From my point of view, exclusives can be positive in terms of digital scarcity. But windowing on some streaming services is plain wrong.

It is a problem. It is the wrong way of generating USPs for streaming providers.

Of course, artists can „help“ the fan to decide what to buy where – and increase their own revenue. But in the end, this way of strategy urges fans to switch providers. Or, even worse, it leads right the way to piracy. Again. You are alienating the hands that feeds you.

Fans don’t want to loose access when they switch providers. They don’t want to miss out on some artists when they decide to subscribe. They might avoid subscribing for money altogether. Because it doesn’t makes sense.

Exclusive tracks and releases are no USP of a service. Features, the ability to create awesome discovery algorithms, the work of a human curator team, a stand-out design – THESE are Unique Selling Proposals of a service provider.

Question:
How to achieve a tightly controlled windowing and scarcity management that works?

 

Rebuilding the music business by rewiring streaming architecture

It would be great to pay respect to history. To honor a cultural heritage. To build upon that heritage easily. To get licensing done in a clean and smooth way. To get scarcity back in a digital way that works with your fans.

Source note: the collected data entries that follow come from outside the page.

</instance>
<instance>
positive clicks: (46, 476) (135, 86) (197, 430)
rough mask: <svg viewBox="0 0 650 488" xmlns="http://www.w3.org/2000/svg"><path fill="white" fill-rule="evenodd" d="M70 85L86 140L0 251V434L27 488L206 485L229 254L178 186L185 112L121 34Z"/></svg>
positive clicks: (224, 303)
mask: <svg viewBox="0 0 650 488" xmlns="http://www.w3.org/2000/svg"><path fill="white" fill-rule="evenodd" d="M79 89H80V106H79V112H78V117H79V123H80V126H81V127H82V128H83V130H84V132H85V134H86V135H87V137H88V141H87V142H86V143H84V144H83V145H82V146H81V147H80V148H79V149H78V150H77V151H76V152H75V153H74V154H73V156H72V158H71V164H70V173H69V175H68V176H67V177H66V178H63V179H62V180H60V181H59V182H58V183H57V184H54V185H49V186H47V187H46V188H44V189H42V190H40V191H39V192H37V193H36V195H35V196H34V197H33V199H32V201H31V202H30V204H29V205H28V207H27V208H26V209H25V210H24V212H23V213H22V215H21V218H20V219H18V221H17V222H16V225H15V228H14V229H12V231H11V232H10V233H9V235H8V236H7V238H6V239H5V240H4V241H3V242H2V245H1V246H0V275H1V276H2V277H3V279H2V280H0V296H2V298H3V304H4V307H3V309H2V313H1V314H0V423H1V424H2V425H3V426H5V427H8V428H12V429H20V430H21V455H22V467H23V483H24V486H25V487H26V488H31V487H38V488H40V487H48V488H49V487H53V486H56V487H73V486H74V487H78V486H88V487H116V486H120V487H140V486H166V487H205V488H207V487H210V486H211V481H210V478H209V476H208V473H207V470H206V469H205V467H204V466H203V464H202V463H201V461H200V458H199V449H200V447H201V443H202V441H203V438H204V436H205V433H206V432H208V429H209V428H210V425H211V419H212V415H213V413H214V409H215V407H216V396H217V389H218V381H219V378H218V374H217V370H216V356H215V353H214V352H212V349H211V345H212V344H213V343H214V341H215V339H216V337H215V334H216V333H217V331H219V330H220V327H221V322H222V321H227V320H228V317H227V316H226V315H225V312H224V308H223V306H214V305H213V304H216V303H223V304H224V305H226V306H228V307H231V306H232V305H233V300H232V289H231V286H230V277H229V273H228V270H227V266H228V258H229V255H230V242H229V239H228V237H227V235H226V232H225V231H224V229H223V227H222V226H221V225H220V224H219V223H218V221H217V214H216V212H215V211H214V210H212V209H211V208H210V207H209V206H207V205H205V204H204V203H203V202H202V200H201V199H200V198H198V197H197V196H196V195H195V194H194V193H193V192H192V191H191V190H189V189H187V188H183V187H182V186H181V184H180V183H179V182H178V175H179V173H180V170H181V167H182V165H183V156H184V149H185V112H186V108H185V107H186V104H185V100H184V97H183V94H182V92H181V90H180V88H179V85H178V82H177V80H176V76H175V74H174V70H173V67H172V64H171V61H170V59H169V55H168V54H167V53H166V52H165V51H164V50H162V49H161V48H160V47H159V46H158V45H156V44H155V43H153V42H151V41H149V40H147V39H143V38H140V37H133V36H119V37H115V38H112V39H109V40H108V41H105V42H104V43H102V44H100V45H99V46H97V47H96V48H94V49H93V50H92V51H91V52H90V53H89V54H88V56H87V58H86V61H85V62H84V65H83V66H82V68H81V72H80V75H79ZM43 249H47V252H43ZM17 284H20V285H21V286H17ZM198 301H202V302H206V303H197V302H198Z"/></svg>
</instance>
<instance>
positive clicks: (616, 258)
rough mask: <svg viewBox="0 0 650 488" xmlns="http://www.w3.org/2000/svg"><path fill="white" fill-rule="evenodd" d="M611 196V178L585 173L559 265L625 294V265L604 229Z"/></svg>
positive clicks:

  • Streaming providers want to apply their business models more easily.
  • Artists want control and fair payment.
  • Creative users want creative access as it was with SoundCloud.
  • Users want comfortable access to a vast choice of tracks.

If streaming is supposed to replace downloads you have to give the user access that feels like ownership. Sometimes, temporary releases can keep up the tension of fandom and collecting. Scarcity entirely controlled by the artist.

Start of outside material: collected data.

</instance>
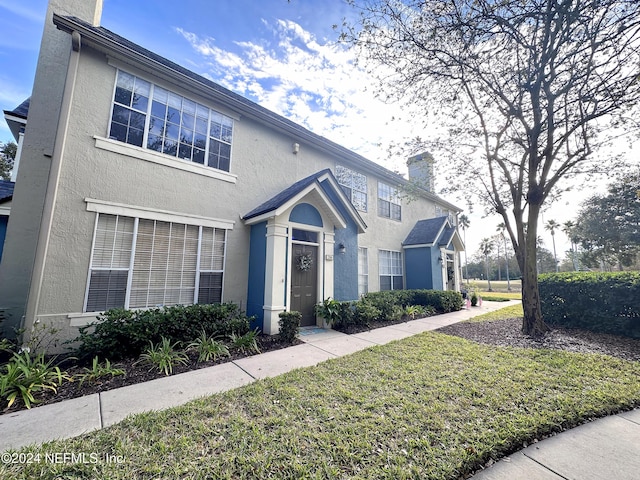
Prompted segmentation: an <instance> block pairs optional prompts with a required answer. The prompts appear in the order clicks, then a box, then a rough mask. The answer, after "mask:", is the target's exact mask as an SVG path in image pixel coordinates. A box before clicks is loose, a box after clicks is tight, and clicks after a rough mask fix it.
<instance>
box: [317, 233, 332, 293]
mask: <svg viewBox="0 0 640 480" xmlns="http://www.w3.org/2000/svg"><path fill="white" fill-rule="evenodd" d="M334 237H335V235H334V234H333V233H325V234H324V245H323V247H324V262H323V263H324V278H323V279H322V280H323V281H322V283H321V285H322V292H321V294H322V295H321V296H322V298H319V299H318V301H319V302H321V301H323V300H324V299H325V298H328V297H331V298H333V277H334V273H333V265H334V264H333V260H334V258H333V251H334V245H335V243H336V242H335V238H334Z"/></svg>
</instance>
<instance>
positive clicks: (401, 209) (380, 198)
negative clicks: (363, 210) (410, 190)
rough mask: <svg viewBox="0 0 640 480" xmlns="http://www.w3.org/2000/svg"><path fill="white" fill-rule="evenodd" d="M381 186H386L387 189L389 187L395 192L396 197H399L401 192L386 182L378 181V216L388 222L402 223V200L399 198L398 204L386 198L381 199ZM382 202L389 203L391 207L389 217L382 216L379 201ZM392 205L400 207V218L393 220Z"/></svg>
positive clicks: (397, 189) (376, 191)
mask: <svg viewBox="0 0 640 480" xmlns="http://www.w3.org/2000/svg"><path fill="white" fill-rule="evenodd" d="M380 185H384V186H385V187H388V188H389V189H390V190H395V192H396V195H399V194H400V193H399V192H400V190H399V189H398V188H397V187H394V186H392V185H390V184H388V183H385V182H381V181H380V180H378V185H377V188H378V189H377V191H376V208H377V209H378V212H377V213H378V216H379V217H380V218H386V219H388V220H393V221H394V222H402V202H401V200H400V198H398V203H396V202H393V201H391V200H386V199H384V198H381V197H380ZM380 200H382V201H383V202H388V203H389V204H390V205H389V216H388V217H387V216H386V215H382V214H381V213H380V205H379V203H378V202H379V201H380ZM391 205H397V206H398V207H400V218H393V216H392V215H391Z"/></svg>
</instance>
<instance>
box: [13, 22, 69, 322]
mask: <svg viewBox="0 0 640 480" xmlns="http://www.w3.org/2000/svg"><path fill="white" fill-rule="evenodd" d="M80 43H81V38H80V34H79V33H78V32H76V31H74V32H72V33H71V54H70V58H69V67H68V68H67V78H66V81H65V85H64V93H63V96H62V105H61V107H60V118H59V121H58V130H57V132H56V139H55V146H54V149H53V155H52V156H51V168H50V169H49V180H48V182H47V192H46V195H45V199H44V205H43V208H42V223H41V225H40V232H39V234H38V244H37V247H36V256H35V261H34V265H33V273H32V275H31V285H32V290H31V292H30V294H29V300H28V302H27V309H26V312H25V317H24V320H23V321H24V322H25V323H27V324H28V322H27V320H29V319H31V320H32V323H31V328H32V329H33V327H34V326H35V324H36V323H37V314H38V307H39V306H40V295H41V293H42V283H43V281H44V270H45V264H46V260H47V254H48V251H49V238H50V236H51V228H52V225H53V215H54V212H55V206H56V201H57V198H58V187H59V185H58V184H59V181H60V172H61V171H62V158H63V156H64V153H65V146H66V142H67V132H68V130H69V120H70V118H71V103H72V100H73V95H74V91H75V85H76V78H77V76H78V65H79V64H80ZM22 326H23V327H24V324H23V325H22ZM30 333H31V332H29V334H30Z"/></svg>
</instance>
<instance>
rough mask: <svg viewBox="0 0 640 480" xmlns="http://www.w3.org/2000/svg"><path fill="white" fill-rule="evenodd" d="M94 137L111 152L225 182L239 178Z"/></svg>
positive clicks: (186, 162) (165, 166)
mask: <svg viewBox="0 0 640 480" xmlns="http://www.w3.org/2000/svg"><path fill="white" fill-rule="evenodd" d="M93 138H94V140H95V142H96V148H99V149H101V150H107V151H109V152H113V153H117V154H119V155H125V156H127V157H131V158H135V159H138V160H144V161H146V162H151V163H157V164H159V165H163V166H165V167H170V168H175V169H176V170H184V171H186V172H191V173H195V174H197V175H202V176H204V177H209V178H215V179H217V180H222V181H223V182H229V183H234V184H235V183H236V182H237V180H238V176H237V175H234V174H233V173H228V172H225V171H223V170H217V169H215V168H209V167H204V166H202V165H200V164H198V163H193V162H189V161H187V160H181V159H179V158H177V157H175V158H174V157H170V156H168V155H163V154H162V153H157V152H154V151H153V150H147V149H146V148H142V147H136V146H134V145H129V144H128V143H123V142H119V141H117V140H111V139H110V138H103V137H99V136H97V135H94V137H93Z"/></svg>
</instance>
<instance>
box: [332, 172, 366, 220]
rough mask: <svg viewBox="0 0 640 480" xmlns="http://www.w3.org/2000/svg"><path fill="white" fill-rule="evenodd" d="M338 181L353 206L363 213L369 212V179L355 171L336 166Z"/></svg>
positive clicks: (336, 177) (336, 175)
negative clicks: (352, 204) (362, 212)
mask: <svg viewBox="0 0 640 480" xmlns="http://www.w3.org/2000/svg"><path fill="white" fill-rule="evenodd" d="M336 179H337V180H338V183H339V184H340V186H341V187H342V190H344V193H345V194H346V195H347V197H348V198H349V200H351V203H352V204H353V206H354V207H355V208H356V209H357V210H360V211H361V212H366V211H367V177H366V176H365V175H363V174H361V173H358V172H354V171H353V170H350V169H348V168H347V167H343V166H341V165H337V166H336Z"/></svg>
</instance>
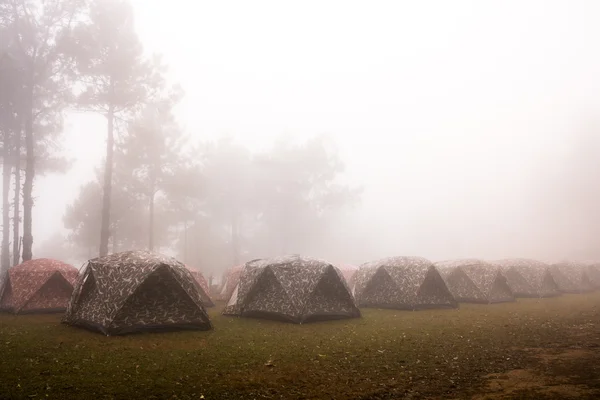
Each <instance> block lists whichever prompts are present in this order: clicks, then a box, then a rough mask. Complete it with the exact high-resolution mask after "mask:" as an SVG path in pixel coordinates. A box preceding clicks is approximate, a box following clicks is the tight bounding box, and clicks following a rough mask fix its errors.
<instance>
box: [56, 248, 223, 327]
mask: <svg viewBox="0 0 600 400" xmlns="http://www.w3.org/2000/svg"><path fill="white" fill-rule="evenodd" d="M63 322H64V323H66V324H69V325H76V326H82V327H85V328H88V329H91V330H95V331H99V332H101V333H103V334H105V335H107V336H109V335H120V334H126V333H132V332H140V331H170V330H179V329H191V330H209V329H211V328H212V325H211V323H210V320H209V318H208V315H207V313H206V310H205V309H204V304H203V303H202V296H201V294H200V285H198V283H197V282H196V281H195V280H194V277H193V276H192V274H191V273H190V271H189V270H188V269H187V268H186V267H185V266H184V265H183V264H182V263H180V262H179V261H177V260H175V259H174V258H171V257H166V256H163V255H160V254H156V253H151V252H147V251H126V252H122V253H115V254H111V255H109V256H106V257H99V258H94V259H92V260H89V261H88V262H87V264H86V266H85V269H84V271H83V273H82V274H81V275H80V277H79V280H78V281H77V285H76V287H75V290H74V291H73V295H72V296H71V301H70V302H69V305H68V307H67V312H66V313H65V316H64V317H63Z"/></svg>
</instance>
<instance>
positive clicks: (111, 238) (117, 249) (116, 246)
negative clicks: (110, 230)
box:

No scarcity based upon streaming channels though. You may buy CD albums and vinyl albums, albums from the time an artist was with Warner and those when he was with UMG. But it’s no good advice to implicitly tell fans „hey, you’d better subscribe to and pay for TIDAL, Apple Music and Spotify“ — which means to pay for all three of them and more.

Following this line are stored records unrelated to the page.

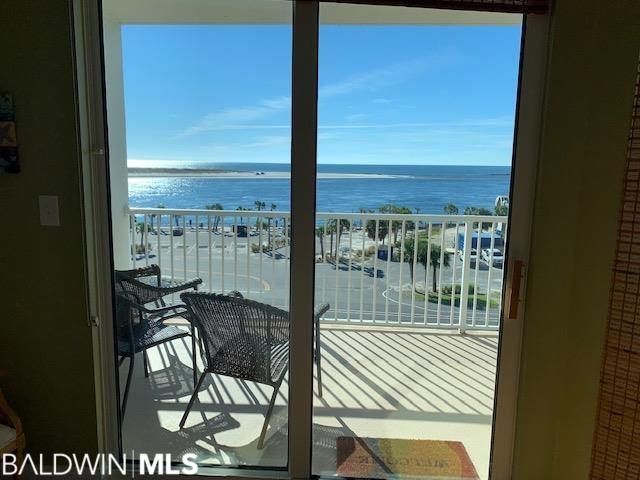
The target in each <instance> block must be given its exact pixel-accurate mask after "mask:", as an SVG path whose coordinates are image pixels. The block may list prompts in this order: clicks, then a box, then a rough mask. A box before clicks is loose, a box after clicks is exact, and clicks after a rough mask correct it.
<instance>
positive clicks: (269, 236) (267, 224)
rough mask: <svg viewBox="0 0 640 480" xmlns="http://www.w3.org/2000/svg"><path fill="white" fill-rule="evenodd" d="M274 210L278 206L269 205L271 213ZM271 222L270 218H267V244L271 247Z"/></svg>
mask: <svg viewBox="0 0 640 480" xmlns="http://www.w3.org/2000/svg"><path fill="white" fill-rule="evenodd" d="M276 208H278V206H277V205H276V204H275V203H272V204H271V211H272V212H273V211H274V210H275V209H276ZM271 220H272V218H271V217H269V218H268V219H267V229H268V230H267V244H268V245H271ZM276 228H278V225H277V224H276Z"/></svg>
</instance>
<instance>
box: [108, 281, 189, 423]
mask: <svg viewBox="0 0 640 480" xmlns="http://www.w3.org/2000/svg"><path fill="white" fill-rule="evenodd" d="M115 299H116V302H115V307H116V326H117V329H116V340H117V350H118V356H119V357H120V362H119V365H120V366H121V365H122V363H123V362H124V360H125V358H128V359H129V372H128V374H127V383H126V386H125V389H124V396H123V398H122V406H121V410H120V412H121V414H120V417H121V420H122V419H124V414H125V411H126V408H127V399H128V398H129V390H130V388H131V378H132V376H133V367H134V363H135V356H136V353H139V352H142V355H143V356H142V358H143V362H144V371H145V376H148V375H149V373H148V365H147V363H148V360H147V349H149V348H152V347H155V346H157V345H160V344H163V343H165V342H170V341H171V340H176V339H178V338H182V337H186V336H189V335H190V333H189V332H188V331H185V330H183V329H181V328H178V327H176V326H173V325H166V324H164V321H165V320H166V319H167V318H171V317H174V316H177V315H180V314H181V313H182V314H185V315H186V310H185V309H184V308H183V309H182V312H181V311H180V310H179V309H177V308H176V307H175V306H168V307H167V306H165V307H160V308H153V309H149V308H146V307H145V306H144V305H141V304H139V303H138V302H137V298H136V297H135V295H133V294H131V293H128V292H118V293H116V297H115ZM194 358H195V356H194Z"/></svg>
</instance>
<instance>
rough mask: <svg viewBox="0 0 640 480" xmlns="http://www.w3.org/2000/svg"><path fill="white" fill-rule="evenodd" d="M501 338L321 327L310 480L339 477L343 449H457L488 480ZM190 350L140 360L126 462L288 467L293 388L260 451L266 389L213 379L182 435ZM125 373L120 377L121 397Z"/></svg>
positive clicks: (126, 448)
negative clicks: (176, 456)
mask: <svg viewBox="0 0 640 480" xmlns="http://www.w3.org/2000/svg"><path fill="white" fill-rule="evenodd" d="M497 343H498V342H497V336H496V335H495V334H473V333H472V334H467V335H459V334H457V333H455V332H448V331H433V330H429V331H427V330H424V329H418V328H414V329H408V328H404V329H402V330H398V329H395V330H394V329H392V328H390V327H377V328H375V327H371V326H364V325H362V326H356V327H341V326H336V325H323V326H322V362H323V364H322V379H323V387H324V394H323V397H322V398H319V397H318V396H317V394H316V396H315V398H314V407H315V409H314V413H315V417H314V429H313V432H314V452H313V471H314V473H318V474H320V473H322V474H333V473H335V469H336V447H335V445H336V438H337V437H338V436H343V435H349V436H361V437H376V438H407V439H434V440H457V441H461V442H462V443H463V444H464V446H465V448H466V450H467V452H468V453H469V456H470V458H471V460H472V461H473V463H474V465H475V467H476V470H477V471H478V473H479V475H480V478H486V477H487V472H488V464H489V443H490V438H491V420H492V417H491V415H492V406H493V390H494V376H495V368H496V355H497ZM190 349H191V342H190V339H189V338H185V339H181V340H177V341H174V342H172V343H171V344H167V345H163V346H161V347H159V348H154V349H152V350H151V351H150V352H149V358H150V365H151V370H152V372H151V374H150V375H149V378H145V377H144V373H143V370H142V357H141V356H140V355H138V357H137V359H136V369H135V373H134V379H133V384H132V387H131V394H130V398H129V403H128V406H127V414H126V418H125V422H124V426H123V445H124V449H125V451H127V452H130V451H132V450H134V451H135V452H136V453H138V452H146V453H171V454H173V455H182V454H184V453H195V454H196V455H198V459H199V461H200V462H204V463H214V464H223V465H269V466H279V465H283V464H284V463H285V462H286V459H285V456H286V448H287V436H286V432H287V428H288V423H287V418H286V413H287V409H286V398H287V391H288V385H287V383H286V381H285V383H283V386H282V388H281V391H280V394H279V396H278V400H277V402H276V409H275V411H274V416H273V418H272V420H271V422H270V429H269V432H268V434H267V440H266V445H265V447H264V449H262V450H258V449H257V439H258V436H259V434H260V429H261V427H262V422H263V420H264V412H265V410H266V406H267V403H268V401H269V398H270V396H271V392H272V390H271V388H270V387H267V386H263V385H256V384H253V383H251V382H244V381H239V380H236V379H232V378H225V377H218V376H213V375H208V376H207V377H206V379H205V381H204V384H203V388H202V389H201V393H200V395H199V403H196V404H195V405H194V408H193V410H192V413H191V414H190V415H189V418H188V420H187V424H186V425H185V428H184V429H183V430H179V429H178V422H179V421H180V418H181V416H182V413H183V412H184V409H185V407H186V403H187V402H188V400H189V396H190V394H191V392H192V389H193V376H192V369H191V360H190V358H191V357H190V353H189V352H190ZM126 373H127V363H126V362H125V363H124V364H123V365H122V366H121V367H120V378H121V385H122V386H124V381H125V379H126Z"/></svg>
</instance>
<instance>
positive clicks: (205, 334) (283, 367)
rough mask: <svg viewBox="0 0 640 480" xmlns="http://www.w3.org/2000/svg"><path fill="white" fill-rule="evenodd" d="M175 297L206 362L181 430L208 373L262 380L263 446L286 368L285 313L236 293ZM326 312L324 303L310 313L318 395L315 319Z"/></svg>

Streaming could gain far more paid subscriptions. Therefore, the payment for artists could increase significantly if the right conclusions were made.
 

Cutting the heart out of streaming providers.

A radical step would help:

Get the songs out, get the content out of the streaming providers’ hands. Cut the heart out of streaming providers.

Imagine a cloud-based Library-of-Congress-like storage to hold all works. All versions. Anything that has ever been published and even shelved afterwards… not just the tiny fragment that is available now.

But, a bit like the ARChive of Contemporary Music it has to be controlled by artists. It could be an organisation of artists, and nothing but artists. No publishers, no labels, and I’d even dare to say no heirs and no simple rightholders.

This storage must be decentralised, no matter if it’s a „real life“ or digital storage.

It could be part of a Blockchain architecture.

Streaming services would link to this archive. Most importantly, the keys would be in the artist’s hand, and the user would be free to choose any streaming provider according to their true USPs. There must be no fear of losing music when a provider folds or when you would like to switch.

And streaming providers can focus on what they are best at: technology.
 

Legal war is over.

The licensing dispute between artists and streaming providers would be obsolete. All tracks could be automatically licensed as soon as they are released to the archive. The challenge left for artists will be how to get the best out of split payments.

It still is a long way to go. Right now, streaming gets more popular, so it’s staying with us for a while. Actually, I guess it is about to culminate soon.

Building a layered structure by rewiring streaming architecture based on a metadata layer for licensing wrapped around otherwise non-accessible music, the climax of streaming can be expected later. Revenues could keep rising unlike now.